Around P15, granule cell proliferation requires interaction with Purkinje cells, a type of cerebellar neuron characterized by a large and branching dendritic arbor.[8] These cells release sonic hedgehog (Shh); which is a protein that controls the further proliferation of granule cell precursors.[7] This means that around stage P15 the proliferation of granule cell precursors is controlled by genes that it transcribes (RU49/Zipro1) as well as the products of connecting cells (Shh).

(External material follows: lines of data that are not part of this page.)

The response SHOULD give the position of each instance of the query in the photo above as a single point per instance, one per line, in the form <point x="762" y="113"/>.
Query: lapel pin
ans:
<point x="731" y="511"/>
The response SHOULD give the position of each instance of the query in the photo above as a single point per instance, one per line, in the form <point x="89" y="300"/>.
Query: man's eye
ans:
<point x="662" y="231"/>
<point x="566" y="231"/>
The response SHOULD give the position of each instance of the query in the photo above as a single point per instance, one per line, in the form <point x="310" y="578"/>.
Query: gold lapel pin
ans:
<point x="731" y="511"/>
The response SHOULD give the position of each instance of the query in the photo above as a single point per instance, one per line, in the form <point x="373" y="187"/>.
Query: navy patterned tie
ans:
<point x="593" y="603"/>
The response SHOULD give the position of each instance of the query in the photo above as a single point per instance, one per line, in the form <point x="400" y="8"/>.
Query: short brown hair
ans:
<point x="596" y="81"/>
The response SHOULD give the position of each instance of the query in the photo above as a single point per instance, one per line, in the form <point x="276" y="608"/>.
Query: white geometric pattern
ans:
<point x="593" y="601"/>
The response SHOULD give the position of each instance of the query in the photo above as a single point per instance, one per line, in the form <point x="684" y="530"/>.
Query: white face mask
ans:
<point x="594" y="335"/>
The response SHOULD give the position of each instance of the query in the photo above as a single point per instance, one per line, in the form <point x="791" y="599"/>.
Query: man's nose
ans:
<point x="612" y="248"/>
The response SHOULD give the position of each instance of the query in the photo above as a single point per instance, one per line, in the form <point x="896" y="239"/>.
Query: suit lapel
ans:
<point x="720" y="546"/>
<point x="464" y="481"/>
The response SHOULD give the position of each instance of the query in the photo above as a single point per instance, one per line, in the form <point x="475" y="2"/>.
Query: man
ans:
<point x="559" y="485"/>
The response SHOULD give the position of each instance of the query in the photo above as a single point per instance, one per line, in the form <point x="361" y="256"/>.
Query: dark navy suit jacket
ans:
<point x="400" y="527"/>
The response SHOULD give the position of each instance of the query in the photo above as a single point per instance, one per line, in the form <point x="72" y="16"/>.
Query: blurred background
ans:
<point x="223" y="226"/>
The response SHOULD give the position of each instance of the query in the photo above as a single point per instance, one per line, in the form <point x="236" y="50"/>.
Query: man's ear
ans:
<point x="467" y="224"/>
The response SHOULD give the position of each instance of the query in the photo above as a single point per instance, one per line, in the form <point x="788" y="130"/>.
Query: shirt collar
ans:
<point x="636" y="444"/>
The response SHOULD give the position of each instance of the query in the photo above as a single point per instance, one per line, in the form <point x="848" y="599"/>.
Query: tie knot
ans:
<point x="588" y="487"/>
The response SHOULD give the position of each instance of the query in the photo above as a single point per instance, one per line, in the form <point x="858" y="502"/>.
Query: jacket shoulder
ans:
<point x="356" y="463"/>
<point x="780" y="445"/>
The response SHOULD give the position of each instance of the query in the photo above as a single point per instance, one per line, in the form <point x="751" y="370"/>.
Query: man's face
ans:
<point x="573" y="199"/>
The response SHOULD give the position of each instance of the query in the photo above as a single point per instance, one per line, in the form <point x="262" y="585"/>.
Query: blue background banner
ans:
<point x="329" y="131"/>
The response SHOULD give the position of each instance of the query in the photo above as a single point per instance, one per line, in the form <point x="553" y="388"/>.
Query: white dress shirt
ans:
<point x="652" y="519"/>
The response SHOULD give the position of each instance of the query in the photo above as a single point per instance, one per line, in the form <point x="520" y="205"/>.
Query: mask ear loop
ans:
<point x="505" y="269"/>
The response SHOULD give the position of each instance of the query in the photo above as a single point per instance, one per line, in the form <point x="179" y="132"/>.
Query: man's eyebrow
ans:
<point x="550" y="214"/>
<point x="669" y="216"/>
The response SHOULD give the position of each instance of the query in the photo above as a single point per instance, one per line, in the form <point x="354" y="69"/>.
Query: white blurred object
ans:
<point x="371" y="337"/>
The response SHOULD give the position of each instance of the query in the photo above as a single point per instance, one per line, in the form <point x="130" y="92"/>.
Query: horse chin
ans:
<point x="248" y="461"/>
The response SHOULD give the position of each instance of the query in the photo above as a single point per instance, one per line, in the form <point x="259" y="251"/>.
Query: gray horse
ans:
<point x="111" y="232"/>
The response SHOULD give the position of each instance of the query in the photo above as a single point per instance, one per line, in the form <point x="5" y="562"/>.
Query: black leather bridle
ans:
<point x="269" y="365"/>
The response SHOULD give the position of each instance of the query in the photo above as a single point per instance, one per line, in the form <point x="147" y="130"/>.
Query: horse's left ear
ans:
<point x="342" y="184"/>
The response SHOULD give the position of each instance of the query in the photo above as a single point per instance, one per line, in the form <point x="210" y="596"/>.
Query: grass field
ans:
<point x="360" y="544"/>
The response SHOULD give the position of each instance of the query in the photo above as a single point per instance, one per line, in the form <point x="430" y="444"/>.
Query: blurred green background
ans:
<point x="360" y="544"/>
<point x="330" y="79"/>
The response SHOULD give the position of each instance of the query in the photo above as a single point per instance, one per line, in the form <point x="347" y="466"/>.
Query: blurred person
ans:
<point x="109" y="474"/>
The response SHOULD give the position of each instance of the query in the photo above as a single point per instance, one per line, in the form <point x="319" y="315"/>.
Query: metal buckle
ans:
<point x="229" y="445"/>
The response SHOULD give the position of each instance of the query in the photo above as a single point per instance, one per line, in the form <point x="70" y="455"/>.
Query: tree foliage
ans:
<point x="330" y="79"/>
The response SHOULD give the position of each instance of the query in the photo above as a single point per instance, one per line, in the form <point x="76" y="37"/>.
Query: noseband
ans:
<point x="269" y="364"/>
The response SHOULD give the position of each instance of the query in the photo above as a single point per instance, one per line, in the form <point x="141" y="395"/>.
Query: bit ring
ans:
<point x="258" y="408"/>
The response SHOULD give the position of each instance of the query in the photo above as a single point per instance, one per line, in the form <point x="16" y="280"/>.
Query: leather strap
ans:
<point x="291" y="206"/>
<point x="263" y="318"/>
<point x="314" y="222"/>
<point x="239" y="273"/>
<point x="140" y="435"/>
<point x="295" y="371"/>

Once the EGL is fully formed, granule cell precursors migrate inward, forming a layer called the inner granule layer. Just prior to migration, the cells go through a series of electrophysiological changes. It is believed that NMDA receptors are activated to prepare the cell for further migration.[7] The activation of these NMDA receptors causes the depolarization of the cells. In order to balance out this depolarization, the channel GIRK2 is activated. It is involved in hyperpolarizing the cell after the NMDA receptors depolarize the cell.[7] While these changes are happening, the cells are also guided to this new layer by radial glial cells. Once they are in the IGL they stop dividing and no longer express the Math1 gene.
The final stage of granule cell maturation occurs in the IGL. The granule cells express a different set of mature receptors at this stage including, GC5 and GABA receptors. New cells also make contact with the granule cells. Mossy fibers, which are mostly found in the precerebellar nuclei, make contact with granule cells in the IGL. Granule neurons also extend out to make contacts with Golgi cells.[7]